Rather than viewing inequality as a problem to be fixed, perhaps it is a positive sign of an increasingly dynamic U. S. economy that offers skilled workers the opportunity to build immense wealth. Consider the remarkable story of Ukrainian immigrant Jan Koum. In 1992, Koum’s mother immigrated with her teenage son Jan from Kiev to Mountain View, California, where Koum attended high school and later San Jose State. Koum worked at a grocery store, his mother took babysitting jobs and they received food stamps to make ends meet in the early years. Several years later, Koum terminated a nine-year career at Yahoo and went on to co-found WhatsApp, a company that provides messaging software used on smartphones. Early in 2014, Koum and co-founder Brian Acton sold WhatsApp to Facebook for $19 billion, and the formerly indigent Koum now sports a net worth estimated at $6.3 billion. Koum’s move from poverty to immense wealth took only 22 years. Speaking of Facebook, it produced ten billionaires with its 2012 public stock offering, less than ten years after its 2004 founding. Facebook also enriched the four founders of Oculus VR, which was founded in October 2012 and sold to Facebook earlier this year for $2 billion. History shows that wealth (and poverty) can be created rapidly during times of transformational change, such as the present.

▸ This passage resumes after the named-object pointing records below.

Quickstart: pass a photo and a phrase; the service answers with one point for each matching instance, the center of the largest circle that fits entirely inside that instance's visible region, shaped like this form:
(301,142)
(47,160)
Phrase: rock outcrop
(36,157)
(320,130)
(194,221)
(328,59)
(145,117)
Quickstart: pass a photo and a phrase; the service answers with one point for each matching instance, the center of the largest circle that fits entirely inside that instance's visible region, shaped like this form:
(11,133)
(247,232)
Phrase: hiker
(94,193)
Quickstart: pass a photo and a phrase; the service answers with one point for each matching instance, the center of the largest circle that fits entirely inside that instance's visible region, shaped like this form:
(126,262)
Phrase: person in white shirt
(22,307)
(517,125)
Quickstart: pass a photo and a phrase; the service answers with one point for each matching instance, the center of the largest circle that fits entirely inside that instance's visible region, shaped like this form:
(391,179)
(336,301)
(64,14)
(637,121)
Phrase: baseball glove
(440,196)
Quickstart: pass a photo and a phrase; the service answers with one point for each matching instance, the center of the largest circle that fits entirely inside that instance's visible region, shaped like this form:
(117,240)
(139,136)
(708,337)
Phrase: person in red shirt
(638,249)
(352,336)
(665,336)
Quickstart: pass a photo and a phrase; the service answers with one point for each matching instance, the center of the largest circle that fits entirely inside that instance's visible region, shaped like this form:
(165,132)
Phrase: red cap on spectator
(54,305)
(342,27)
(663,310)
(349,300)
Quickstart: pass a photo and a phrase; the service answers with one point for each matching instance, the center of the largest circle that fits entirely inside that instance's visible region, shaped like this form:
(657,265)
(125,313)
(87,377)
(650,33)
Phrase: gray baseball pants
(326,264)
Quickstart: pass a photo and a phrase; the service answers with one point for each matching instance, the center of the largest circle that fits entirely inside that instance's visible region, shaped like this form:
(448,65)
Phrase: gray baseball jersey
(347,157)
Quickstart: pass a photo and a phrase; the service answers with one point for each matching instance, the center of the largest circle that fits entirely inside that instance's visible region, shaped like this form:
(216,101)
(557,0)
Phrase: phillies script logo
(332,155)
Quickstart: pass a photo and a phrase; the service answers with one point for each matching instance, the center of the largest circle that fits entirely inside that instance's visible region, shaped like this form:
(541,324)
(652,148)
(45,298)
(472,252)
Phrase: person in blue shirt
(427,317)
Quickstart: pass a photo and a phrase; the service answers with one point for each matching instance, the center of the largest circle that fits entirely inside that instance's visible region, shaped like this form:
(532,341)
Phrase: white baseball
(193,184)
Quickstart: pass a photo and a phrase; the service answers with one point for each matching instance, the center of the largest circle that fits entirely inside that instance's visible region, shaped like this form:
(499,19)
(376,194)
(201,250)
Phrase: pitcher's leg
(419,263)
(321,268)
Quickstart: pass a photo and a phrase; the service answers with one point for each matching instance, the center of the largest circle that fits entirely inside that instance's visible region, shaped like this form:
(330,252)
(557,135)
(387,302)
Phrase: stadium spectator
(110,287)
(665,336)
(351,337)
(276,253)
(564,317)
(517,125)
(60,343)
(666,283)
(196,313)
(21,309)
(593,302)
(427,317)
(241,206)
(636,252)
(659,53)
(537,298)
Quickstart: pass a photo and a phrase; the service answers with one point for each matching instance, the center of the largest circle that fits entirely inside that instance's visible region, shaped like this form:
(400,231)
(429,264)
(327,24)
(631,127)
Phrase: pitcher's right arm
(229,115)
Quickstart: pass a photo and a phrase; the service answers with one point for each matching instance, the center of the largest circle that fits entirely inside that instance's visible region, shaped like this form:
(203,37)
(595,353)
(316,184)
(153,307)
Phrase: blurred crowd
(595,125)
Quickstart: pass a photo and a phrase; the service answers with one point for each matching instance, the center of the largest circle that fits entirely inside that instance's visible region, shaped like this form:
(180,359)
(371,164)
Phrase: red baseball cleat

Our outlook for stocks, bonds and cash reserves remains unchanged. Stocks are priced at abnormally high levels, but we do not see any catalyst to create a decline. Bonds yield less than normal in relation to history and to inflation, but we also see no catalyst to change this status quo. Recognizing that markets are unpredictable, conservative investors are not foolish to hold some cash reserves with the belief that higher than normal stock and bond prices will adjust lower at some point.
As always, we welcome your thoughts and comments.